Capital de risco para unicórnios da América Latina evapora
A desaceleração acompanha uma queda global nos gastos de capital de risco, que podem registrar a maior queda em mais de duas décadas
Bloomberg
Publicado em 20 de dezembro de 2022 às 13h38.
O dilúvio de capital de risco que caiu sobre empresas de tecnologia latino-americanas em estágio avançado nos últimos anos secou, o que obrigou algumas das startups mais promissoras da região a demitir funcionários, repensar planos de crescimento e recorrer a empréstimos bancários para obter financiamento.
Depois de uma série de anos recordes em que investidores criaram mais de 24 empresas avaliadas em US$ 1 bilhão ou acima disso, o capital de risco praticamente desapareceu para startups mais estabelecidas. O financiamento para companhias em estágio avançado despencou 92% no terceiro trimestre em comparação com o mesmo período do ano anterior, de acordo com a Associação para Investimento de Capital Privado na América Latina (LAVCA, na sigla em inglês).
“Não vejo uma rodada de crescimento de uma única empresa da América Latina há meses”, disse Eric Reiner, fundador e diretor-gerente da Vine Ventures, que abriu um fundo de US$ 140 milhões este ano para investimentos na América Latina, Israel e EUA. “Quando o capital seca, investidores se tornam mais sofisticados e exigentes. Muitas dessas empresas terão que mostrar que são negócios reais.”
A desaceleração acompanha uma queda global nos gastos de capital de risco, que podem registrar a maior queda em mais de duas décadas. Para a América Latina, ocorreu justo quando o setor de startups começava a decolar: no início deste ano, investidores foram rápidos ao assinar cheques, o que resultou no surgimento de várias empresas de rápido crescimento em diversos setores, como tecnologia financeira e imóveis.
No total, o financiamento de risco para a região caiu mais de 75% no último trimestre em relação há um ano, para US$ 1,15 bilhão, segundo dados da LAVCA.
Inflação e juros mais altos afastaram o capital de setores de maior risco. Em vez de fazer investimentos com base em projeções de crescimento, firmas de venture capital dizem que as empresas agora devem comprovar um caminho claro para dar lucro.
“Ainda acho razoável ser otimista em relação à região.
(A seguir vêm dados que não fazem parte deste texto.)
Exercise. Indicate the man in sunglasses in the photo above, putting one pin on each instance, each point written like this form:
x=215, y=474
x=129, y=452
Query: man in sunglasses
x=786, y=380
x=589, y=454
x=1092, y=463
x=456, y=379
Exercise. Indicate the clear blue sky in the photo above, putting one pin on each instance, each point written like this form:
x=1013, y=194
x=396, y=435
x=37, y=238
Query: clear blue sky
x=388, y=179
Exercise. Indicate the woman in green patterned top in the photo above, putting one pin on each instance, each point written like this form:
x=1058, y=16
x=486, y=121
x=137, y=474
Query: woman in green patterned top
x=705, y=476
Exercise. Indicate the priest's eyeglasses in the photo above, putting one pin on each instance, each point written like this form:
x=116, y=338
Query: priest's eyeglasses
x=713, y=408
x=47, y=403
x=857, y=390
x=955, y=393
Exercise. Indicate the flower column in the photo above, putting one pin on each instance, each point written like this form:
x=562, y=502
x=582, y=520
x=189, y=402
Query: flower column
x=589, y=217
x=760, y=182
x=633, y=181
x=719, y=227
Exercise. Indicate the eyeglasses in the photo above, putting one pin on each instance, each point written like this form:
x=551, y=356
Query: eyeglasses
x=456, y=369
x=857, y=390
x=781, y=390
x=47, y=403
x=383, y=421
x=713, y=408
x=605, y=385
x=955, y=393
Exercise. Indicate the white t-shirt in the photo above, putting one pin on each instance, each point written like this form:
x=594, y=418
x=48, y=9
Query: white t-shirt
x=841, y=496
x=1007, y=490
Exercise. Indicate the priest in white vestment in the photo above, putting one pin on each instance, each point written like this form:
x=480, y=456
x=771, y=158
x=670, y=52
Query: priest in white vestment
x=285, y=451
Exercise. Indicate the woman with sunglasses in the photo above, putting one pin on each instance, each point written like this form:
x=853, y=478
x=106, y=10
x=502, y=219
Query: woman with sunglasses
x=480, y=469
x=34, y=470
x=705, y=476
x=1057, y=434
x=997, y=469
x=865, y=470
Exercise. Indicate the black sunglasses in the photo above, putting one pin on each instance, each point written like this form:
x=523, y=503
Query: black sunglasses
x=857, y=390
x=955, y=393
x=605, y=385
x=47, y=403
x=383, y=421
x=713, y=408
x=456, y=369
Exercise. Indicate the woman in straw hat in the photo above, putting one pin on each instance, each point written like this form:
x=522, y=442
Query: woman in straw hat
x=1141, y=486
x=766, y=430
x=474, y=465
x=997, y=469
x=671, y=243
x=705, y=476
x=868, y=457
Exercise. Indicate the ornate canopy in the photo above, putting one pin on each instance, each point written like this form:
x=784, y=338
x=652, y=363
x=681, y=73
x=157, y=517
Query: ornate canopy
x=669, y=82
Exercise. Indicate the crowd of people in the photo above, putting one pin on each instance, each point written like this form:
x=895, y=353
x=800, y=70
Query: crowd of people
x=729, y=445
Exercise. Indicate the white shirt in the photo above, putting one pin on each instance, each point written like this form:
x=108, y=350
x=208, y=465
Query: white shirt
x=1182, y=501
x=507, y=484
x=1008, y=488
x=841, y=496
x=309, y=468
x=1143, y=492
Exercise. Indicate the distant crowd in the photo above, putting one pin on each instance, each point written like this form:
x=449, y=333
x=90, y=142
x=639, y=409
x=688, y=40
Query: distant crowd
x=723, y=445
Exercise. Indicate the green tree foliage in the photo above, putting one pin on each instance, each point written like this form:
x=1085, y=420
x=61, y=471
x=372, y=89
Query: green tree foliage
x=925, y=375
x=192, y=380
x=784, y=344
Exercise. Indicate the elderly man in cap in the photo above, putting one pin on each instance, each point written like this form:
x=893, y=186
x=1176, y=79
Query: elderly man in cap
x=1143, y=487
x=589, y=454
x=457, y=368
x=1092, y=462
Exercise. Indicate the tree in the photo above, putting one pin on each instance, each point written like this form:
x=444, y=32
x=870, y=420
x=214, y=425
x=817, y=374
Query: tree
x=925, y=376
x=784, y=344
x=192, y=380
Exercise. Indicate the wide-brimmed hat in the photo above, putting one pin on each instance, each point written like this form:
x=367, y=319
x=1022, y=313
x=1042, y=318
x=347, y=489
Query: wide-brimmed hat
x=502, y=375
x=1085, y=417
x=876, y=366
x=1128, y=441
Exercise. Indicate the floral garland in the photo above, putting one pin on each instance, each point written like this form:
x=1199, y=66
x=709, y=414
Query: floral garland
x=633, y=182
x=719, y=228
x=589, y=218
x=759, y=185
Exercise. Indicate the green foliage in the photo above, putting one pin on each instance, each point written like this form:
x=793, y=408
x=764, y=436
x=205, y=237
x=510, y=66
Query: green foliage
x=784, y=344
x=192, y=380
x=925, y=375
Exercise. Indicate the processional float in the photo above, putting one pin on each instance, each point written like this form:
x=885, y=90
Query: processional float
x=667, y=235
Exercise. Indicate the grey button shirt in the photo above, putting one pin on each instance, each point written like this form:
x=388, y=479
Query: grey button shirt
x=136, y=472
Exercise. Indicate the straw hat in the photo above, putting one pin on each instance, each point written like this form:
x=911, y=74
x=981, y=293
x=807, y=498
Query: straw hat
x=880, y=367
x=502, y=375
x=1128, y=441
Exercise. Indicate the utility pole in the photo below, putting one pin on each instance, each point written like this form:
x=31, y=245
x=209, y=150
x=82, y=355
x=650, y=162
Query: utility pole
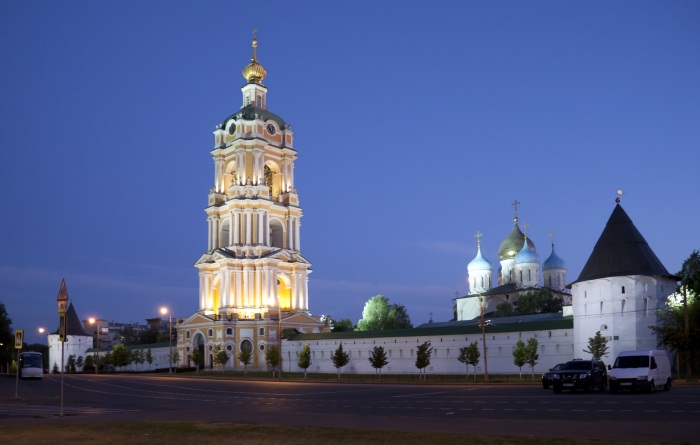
x=483, y=337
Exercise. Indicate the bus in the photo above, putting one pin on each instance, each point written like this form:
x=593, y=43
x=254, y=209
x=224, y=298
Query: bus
x=31, y=365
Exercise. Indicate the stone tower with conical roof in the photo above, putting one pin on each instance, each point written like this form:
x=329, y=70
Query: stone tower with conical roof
x=253, y=278
x=619, y=290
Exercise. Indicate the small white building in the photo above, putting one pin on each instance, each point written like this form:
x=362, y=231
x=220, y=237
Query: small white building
x=77, y=343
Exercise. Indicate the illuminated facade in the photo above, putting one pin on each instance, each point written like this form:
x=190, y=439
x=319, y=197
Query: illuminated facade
x=253, y=271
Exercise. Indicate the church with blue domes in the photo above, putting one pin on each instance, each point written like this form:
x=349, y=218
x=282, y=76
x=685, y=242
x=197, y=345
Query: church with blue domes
x=519, y=273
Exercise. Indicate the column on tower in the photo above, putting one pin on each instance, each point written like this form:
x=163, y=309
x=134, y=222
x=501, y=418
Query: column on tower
x=239, y=287
x=224, y=280
x=261, y=218
x=215, y=231
x=290, y=237
x=258, y=287
x=202, y=291
x=236, y=226
x=250, y=288
x=248, y=226
x=256, y=169
x=209, y=235
x=218, y=177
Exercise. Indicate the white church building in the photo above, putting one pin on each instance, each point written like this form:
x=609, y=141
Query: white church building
x=253, y=278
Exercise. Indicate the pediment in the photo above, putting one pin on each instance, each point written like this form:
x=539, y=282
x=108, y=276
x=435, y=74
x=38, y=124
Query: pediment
x=197, y=318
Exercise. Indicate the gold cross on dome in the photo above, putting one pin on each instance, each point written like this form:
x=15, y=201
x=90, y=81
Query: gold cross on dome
x=515, y=204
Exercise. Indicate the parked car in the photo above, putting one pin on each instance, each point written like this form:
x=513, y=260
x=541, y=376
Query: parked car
x=580, y=374
x=547, y=376
x=645, y=370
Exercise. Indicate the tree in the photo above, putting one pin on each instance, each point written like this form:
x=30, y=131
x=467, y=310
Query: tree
x=220, y=356
x=423, y=353
x=378, y=315
x=470, y=355
x=6, y=338
x=197, y=358
x=120, y=356
x=340, y=358
x=679, y=322
x=378, y=359
x=537, y=302
x=519, y=356
x=174, y=358
x=304, y=360
x=342, y=325
x=274, y=359
x=149, y=336
x=70, y=363
x=531, y=354
x=89, y=364
x=138, y=357
x=597, y=346
x=129, y=336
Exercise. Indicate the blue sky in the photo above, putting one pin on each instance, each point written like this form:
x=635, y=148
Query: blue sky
x=417, y=124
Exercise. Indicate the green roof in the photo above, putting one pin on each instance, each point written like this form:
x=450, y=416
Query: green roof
x=248, y=113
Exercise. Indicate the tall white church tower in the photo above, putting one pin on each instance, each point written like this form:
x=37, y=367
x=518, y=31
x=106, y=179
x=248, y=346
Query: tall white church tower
x=252, y=272
x=620, y=289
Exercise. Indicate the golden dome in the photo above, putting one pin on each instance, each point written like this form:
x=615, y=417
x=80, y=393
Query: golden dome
x=254, y=72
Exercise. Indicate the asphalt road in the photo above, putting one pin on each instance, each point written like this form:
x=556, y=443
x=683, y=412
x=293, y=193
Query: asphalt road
x=474, y=409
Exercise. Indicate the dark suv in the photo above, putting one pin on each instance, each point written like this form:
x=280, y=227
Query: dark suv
x=580, y=374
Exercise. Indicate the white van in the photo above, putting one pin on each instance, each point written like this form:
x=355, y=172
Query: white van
x=645, y=370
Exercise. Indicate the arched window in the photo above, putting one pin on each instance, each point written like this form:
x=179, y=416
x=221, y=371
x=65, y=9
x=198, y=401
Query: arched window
x=276, y=234
x=225, y=231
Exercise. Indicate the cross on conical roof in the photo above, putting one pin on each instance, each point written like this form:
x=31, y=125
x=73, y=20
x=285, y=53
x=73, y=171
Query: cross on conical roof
x=621, y=250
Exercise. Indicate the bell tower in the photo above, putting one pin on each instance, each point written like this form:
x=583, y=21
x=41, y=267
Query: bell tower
x=253, y=279
x=253, y=264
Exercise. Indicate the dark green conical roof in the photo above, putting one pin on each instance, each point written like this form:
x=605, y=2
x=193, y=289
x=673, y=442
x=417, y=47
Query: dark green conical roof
x=621, y=250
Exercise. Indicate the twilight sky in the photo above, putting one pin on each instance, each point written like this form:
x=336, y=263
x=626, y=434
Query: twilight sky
x=417, y=124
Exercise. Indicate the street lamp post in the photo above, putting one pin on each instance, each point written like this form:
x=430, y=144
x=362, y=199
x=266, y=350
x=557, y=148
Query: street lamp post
x=164, y=311
x=483, y=337
x=92, y=321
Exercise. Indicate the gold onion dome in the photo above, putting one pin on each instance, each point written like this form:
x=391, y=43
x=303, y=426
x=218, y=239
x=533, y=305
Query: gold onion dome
x=254, y=72
x=514, y=244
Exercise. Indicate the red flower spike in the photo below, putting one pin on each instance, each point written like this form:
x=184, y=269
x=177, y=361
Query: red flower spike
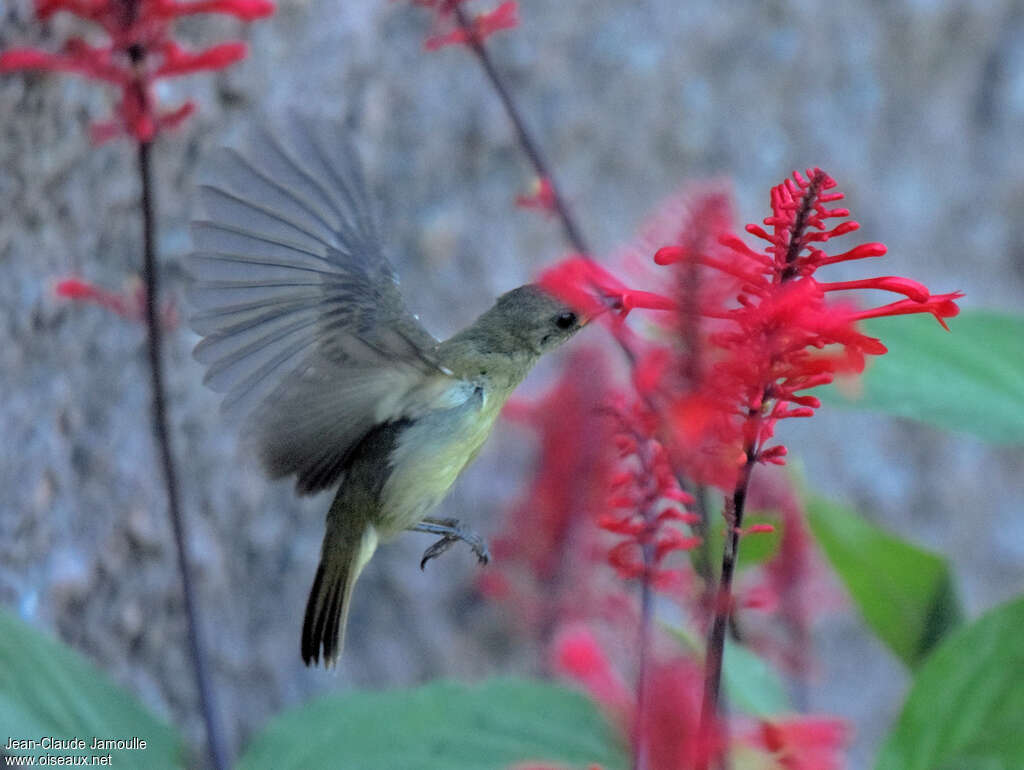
x=757, y=529
x=582, y=283
x=139, y=51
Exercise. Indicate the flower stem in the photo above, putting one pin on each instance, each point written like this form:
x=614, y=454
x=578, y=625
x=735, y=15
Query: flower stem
x=529, y=146
x=646, y=602
x=722, y=608
x=218, y=756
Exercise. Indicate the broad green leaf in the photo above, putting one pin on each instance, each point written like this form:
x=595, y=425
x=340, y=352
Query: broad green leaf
x=752, y=685
x=48, y=689
x=488, y=726
x=904, y=592
x=966, y=708
x=970, y=379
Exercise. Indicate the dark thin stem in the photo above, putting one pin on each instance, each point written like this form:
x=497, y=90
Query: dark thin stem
x=218, y=756
x=529, y=146
x=715, y=654
x=646, y=607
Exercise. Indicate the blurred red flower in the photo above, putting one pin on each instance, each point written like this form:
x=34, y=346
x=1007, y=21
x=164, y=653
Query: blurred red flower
x=139, y=51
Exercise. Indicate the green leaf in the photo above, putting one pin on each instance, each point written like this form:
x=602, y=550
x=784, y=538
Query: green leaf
x=904, y=593
x=488, y=726
x=966, y=707
x=750, y=681
x=754, y=549
x=752, y=684
x=970, y=379
x=48, y=689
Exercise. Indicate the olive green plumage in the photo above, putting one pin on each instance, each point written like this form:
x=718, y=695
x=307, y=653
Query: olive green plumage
x=332, y=379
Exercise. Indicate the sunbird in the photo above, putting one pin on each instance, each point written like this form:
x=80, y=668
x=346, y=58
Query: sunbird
x=332, y=379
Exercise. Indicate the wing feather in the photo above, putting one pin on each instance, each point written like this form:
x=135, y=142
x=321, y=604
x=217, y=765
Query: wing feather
x=303, y=327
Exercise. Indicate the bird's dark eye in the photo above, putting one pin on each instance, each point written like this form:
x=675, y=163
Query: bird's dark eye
x=565, y=319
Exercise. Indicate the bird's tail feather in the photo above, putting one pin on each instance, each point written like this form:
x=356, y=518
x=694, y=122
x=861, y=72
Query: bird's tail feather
x=327, y=609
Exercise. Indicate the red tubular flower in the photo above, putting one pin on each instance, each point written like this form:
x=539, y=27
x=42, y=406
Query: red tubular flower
x=129, y=304
x=641, y=498
x=590, y=289
x=139, y=51
x=577, y=654
x=805, y=742
x=505, y=16
x=541, y=198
Mas temos visto correções. É lógico e natural e reflete que os investidores estão exigindo que as empresas mostrem rentabilidade”, disse Karin Tenenboim, gestora de investimentos da Newtopia VC, empresa sediada na Argentina com foco na região. “É uma mentalidade diferente.”
Empresas do México à Argentina suspenderam planos de expansão e fizeram demissões para preservar o caixa e melhorar as margens nas últimas semanas.
A Loft, startup de tecnologia imobiliária avaliada em US$ 2,9 bilhões no ano passado, reduziu 12% da força de trabalho este mês, seu terceiro corte de funcionários neste ano. Um porta-voz disse que o “valuation” da empresa não foi afetado.
Na Colômbia, a Muni, uma plataforma de comércio eletrônico que também tinha se expandido para o México e Brasil, encerrou as operações após ter levantado US$ 20 milhões em setembro.
A exchange de criptomoedas mexicana Bitso, avaliada em US$ 2,2 bilhões no ano passado depois de captar US$ 250 milhões em uma rodada liderada pela Tiger Global, fez demissões após o colapso da FTX.
A Jokr, uma startup de entrega rápida avaliada em US$ 1,2 bilhão há um ano, saiu de Santiago, no Chile, e de Medellín, na Colômbia, disse um porta-voz da empresa. Em junho, a empresa também havia deixado os EUA para se concentrar na América Latina.
Acordos de dívida
Héctor Jirau, diretor de operações e investimentos da Parallel 18, uma aceleradora de tecnologia em Porto Rico, disse que o desaquecimento do mercado levou fundadores e investidores a estruturarem os negócios de maneira diferente, inclusive usando mais dívida.
Bancos como Goldman Sachs e Citigroup começam a entrar nesse campo. Apesar das crescentes taxas de juros, startups conseguiram US$ 1,3 bilhão em linhas de crédito de bancos tradicionais, de acordo com a LAVCA.
“Definitivamente, há maior disponibilidade de estruturas mais inovadoras para financiar startups na América Latina”, disse Martin Pustilnick, cofundador e CEO da Mundi, uma startup que trabalha com exportadores mexicanos.
A Mundi fez um empréstimo de US$ 100 milhões para financiar sua expansão, o que lhe deu mais flexibilidade, já que bancos estão menos preocupados com a lucratividade no curto prazo, explicou. “Haverá uma grande oportunidade de dívida nos próximos anos, já que fundos de ‘equity’ estão se retirando do mercado.”